So we can add using only NAND gates, but can we subtract? From math, you know that subtracting is just adding a negative. A-B is the same as A+(-B). And making a negative in binary math is really easy: Just take each digit, and invert it, then add one to the resulting number. To invert, we just run each digit though a NOT gate (formed from a NAND with both inputs wired together). Then, adding 1 is easy, since our adder already has a carry input and all a carry in really does is add 1 or 0 to the result. (we will add 1). This "negative of the number" is also called the "additive inverse^" because it's the number you add to make another number go away.

The circuit below is the result, The inputs are from the left. To save space, we just used one number box. The number on the right is subtracted from the number on the left and the result is displayed on the far right. Use the up and down arrows to change the numbers.

If you look back at the adder, you will see that this is almost exactly the same circuit. The only difference (other than using just one input block) is that the wires for one of the numbers goes through that set of NANDs wired as NOTs. And notice the push button at the top. We have that wired into the carry input of the adder, and pre-set to a 1. This adds the one we needed to make our negation into a negative.

*To view this in the simulator, remember to enable Java in your
browser:
https://java.com/en/download/help/enable_browser.xml*

If you stare at that long enough, you might start to see the paterns of how the logic works.
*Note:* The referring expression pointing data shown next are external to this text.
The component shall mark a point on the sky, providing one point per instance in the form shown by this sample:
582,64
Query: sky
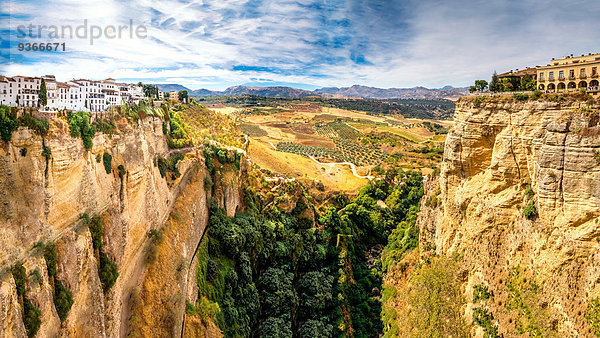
307,44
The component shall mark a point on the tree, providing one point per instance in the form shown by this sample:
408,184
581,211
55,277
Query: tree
435,300
495,85
481,85
8,123
43,95
183,95
527,82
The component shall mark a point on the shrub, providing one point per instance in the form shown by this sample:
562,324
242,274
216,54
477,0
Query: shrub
51,258
122,171
40,127
529,192
484,319
81,127
521,97
480,292
95,226
190,309
37,276
8,123
592,314
20,277
208,182
107,271
107,159
529,212
155,235
31,318
46,152
63,299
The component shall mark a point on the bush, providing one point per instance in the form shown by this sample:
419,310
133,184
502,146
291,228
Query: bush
529,212
20,277
190,309
81,127
107,271
31,317
8,123
592,314
50,258
480,292
107,159
95,226
63,299
521,97
40,127
121,170
208,182
155,235
46,152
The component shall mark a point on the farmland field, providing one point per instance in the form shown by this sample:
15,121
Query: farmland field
284,139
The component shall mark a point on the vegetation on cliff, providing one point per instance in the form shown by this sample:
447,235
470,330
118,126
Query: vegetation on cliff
276,273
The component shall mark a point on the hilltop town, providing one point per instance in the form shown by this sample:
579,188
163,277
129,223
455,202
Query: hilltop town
76,95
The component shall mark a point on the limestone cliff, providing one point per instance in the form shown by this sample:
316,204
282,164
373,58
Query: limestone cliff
43,201
502,155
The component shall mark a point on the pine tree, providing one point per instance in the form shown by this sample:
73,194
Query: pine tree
495,85
43,95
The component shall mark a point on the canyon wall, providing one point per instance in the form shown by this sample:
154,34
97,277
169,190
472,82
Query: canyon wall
44,200
501,156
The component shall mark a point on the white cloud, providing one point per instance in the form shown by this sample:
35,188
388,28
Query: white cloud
429,43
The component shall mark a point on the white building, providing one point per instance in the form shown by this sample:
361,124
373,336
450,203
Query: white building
76,95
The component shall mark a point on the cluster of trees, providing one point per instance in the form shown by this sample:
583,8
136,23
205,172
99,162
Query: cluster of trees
506,84
276,274
107,268
413,108
81,127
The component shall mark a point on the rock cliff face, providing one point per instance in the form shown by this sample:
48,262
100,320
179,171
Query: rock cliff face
43,201
496,151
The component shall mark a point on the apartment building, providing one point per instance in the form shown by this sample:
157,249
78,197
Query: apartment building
77,94
570,74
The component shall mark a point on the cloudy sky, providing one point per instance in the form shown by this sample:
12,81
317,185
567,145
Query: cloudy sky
305,43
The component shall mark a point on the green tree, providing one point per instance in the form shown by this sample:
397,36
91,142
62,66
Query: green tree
183,94
435,299
8,123
495,85
43,95
481,85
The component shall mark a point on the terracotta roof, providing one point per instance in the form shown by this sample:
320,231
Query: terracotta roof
519,73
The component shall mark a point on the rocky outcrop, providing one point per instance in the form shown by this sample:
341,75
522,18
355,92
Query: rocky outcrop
43,201
501,156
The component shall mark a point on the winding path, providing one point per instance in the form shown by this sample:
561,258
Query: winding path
352,166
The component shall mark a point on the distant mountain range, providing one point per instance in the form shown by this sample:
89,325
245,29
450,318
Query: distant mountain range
446,92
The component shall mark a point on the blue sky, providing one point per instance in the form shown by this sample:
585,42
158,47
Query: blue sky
306,43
You can go back to the simple adder to see what is inside each box. Remember: It's all done with NANDs!

The 2 bit to 4 line active low decoder puts things in order.
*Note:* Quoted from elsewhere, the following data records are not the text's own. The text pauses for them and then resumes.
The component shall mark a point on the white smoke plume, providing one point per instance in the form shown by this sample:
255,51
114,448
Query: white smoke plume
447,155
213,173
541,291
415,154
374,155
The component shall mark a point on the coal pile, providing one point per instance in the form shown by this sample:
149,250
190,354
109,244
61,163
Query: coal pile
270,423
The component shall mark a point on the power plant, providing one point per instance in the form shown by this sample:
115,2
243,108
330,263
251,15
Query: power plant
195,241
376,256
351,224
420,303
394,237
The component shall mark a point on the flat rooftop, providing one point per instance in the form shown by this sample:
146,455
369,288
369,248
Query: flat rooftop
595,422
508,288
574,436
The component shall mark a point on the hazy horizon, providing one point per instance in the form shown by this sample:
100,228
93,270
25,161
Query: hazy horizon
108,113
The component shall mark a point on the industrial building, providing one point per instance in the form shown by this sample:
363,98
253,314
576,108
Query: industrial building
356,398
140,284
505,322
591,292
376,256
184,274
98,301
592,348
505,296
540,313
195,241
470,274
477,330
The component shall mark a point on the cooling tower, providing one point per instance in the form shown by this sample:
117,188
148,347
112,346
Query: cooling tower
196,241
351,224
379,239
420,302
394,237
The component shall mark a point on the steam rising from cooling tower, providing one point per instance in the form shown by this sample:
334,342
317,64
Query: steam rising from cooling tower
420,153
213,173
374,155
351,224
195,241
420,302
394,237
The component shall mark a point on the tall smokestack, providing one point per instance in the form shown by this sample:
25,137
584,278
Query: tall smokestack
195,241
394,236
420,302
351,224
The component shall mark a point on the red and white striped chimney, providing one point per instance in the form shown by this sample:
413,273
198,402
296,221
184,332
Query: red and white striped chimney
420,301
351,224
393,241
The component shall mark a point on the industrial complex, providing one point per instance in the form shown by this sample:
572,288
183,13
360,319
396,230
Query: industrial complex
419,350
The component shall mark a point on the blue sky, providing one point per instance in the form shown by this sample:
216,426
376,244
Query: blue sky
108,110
We aren't /really/ finding the negative number by negating and adding one, but it's close enough. What we are doing is finding the number to add that makes the system exactly overflow.
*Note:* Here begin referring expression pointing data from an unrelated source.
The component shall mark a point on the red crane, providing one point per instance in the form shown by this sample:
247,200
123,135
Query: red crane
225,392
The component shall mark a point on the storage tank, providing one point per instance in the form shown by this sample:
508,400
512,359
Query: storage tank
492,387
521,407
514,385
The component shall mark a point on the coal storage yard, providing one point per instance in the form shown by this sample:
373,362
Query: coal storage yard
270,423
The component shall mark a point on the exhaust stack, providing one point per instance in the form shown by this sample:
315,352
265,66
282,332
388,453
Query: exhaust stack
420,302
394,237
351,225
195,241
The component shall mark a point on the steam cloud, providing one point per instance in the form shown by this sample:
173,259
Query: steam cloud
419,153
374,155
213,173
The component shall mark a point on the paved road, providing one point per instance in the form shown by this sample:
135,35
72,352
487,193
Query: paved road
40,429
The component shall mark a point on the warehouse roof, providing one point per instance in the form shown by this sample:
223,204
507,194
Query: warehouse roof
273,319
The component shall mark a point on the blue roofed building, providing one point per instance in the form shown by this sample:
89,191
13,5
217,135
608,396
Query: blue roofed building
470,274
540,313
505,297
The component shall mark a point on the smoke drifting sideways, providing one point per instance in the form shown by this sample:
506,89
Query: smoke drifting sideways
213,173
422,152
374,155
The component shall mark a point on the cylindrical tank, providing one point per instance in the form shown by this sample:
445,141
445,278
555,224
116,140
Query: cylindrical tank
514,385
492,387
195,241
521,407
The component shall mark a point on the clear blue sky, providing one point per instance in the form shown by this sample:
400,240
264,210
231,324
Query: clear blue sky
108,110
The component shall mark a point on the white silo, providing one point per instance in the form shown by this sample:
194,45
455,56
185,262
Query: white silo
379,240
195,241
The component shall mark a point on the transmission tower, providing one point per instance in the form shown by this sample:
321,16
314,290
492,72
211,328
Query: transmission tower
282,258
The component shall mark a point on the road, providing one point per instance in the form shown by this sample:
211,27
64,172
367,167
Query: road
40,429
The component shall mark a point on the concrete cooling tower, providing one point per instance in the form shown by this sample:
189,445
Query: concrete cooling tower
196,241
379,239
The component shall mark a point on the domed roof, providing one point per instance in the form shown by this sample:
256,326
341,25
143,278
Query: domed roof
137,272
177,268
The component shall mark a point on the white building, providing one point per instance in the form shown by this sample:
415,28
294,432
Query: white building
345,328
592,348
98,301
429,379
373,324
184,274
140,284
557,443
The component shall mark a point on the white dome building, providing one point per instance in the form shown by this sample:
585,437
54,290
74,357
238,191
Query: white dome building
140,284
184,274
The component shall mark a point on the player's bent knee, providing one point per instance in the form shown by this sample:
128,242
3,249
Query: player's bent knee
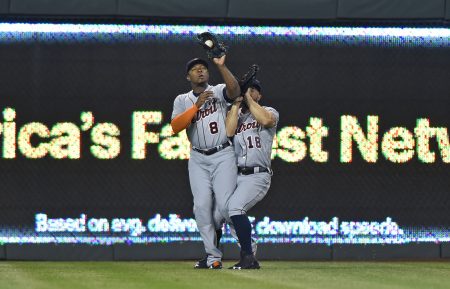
236,212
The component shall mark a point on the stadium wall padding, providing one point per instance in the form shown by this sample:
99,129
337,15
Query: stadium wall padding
193,251
391,9
234,9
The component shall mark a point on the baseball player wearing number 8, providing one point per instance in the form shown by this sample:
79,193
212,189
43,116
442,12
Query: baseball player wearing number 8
253,128
212,164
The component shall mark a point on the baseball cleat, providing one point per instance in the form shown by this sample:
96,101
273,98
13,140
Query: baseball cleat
246,262
202,263
216,265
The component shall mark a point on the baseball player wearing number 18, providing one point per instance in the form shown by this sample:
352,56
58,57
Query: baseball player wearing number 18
253,128
212,163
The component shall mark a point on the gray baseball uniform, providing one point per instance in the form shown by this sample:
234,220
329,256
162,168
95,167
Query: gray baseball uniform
253,146
212,164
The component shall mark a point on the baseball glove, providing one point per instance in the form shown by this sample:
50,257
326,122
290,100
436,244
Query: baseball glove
248,77
214,48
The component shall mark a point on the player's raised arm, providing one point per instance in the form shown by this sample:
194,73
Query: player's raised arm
262,116
232,85
232,117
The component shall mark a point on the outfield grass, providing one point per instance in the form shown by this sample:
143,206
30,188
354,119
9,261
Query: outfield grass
277,275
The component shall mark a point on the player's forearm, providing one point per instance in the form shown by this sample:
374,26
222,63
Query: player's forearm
183,120
262,116
233,89
231,121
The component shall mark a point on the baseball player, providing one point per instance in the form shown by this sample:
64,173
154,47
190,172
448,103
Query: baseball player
253,128
212,164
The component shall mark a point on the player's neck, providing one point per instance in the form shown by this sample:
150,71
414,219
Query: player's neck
199,88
Here is a decimal example: What number, when added to a three digit number, always makes 10000? For 1111, it's 8889, because 1111+8889=10000. note that 8889 is 8888 +1. You can always find the additive overflow by subtracting each digit of the original number from 9, then adding 1 to the result. For 1234 it's 8765+1 or 8766. For 4567 it's 5432+1 or 5433. 2915 it's 7085. What is it for 9912? (mouse over for the answer)

Notice that the result, 10000 has one more digit, always a 1, and the original 4 digits are now zero. This is what we are doing when we negate and add one to a binary number: We are finding the binary number that makes the original digits zero, with one additional digit. For 0101 (5 decimal), the answer is 1010+1 or 1011 (11 decimal), because 0101+1011=10000 in binary math (5+11=16).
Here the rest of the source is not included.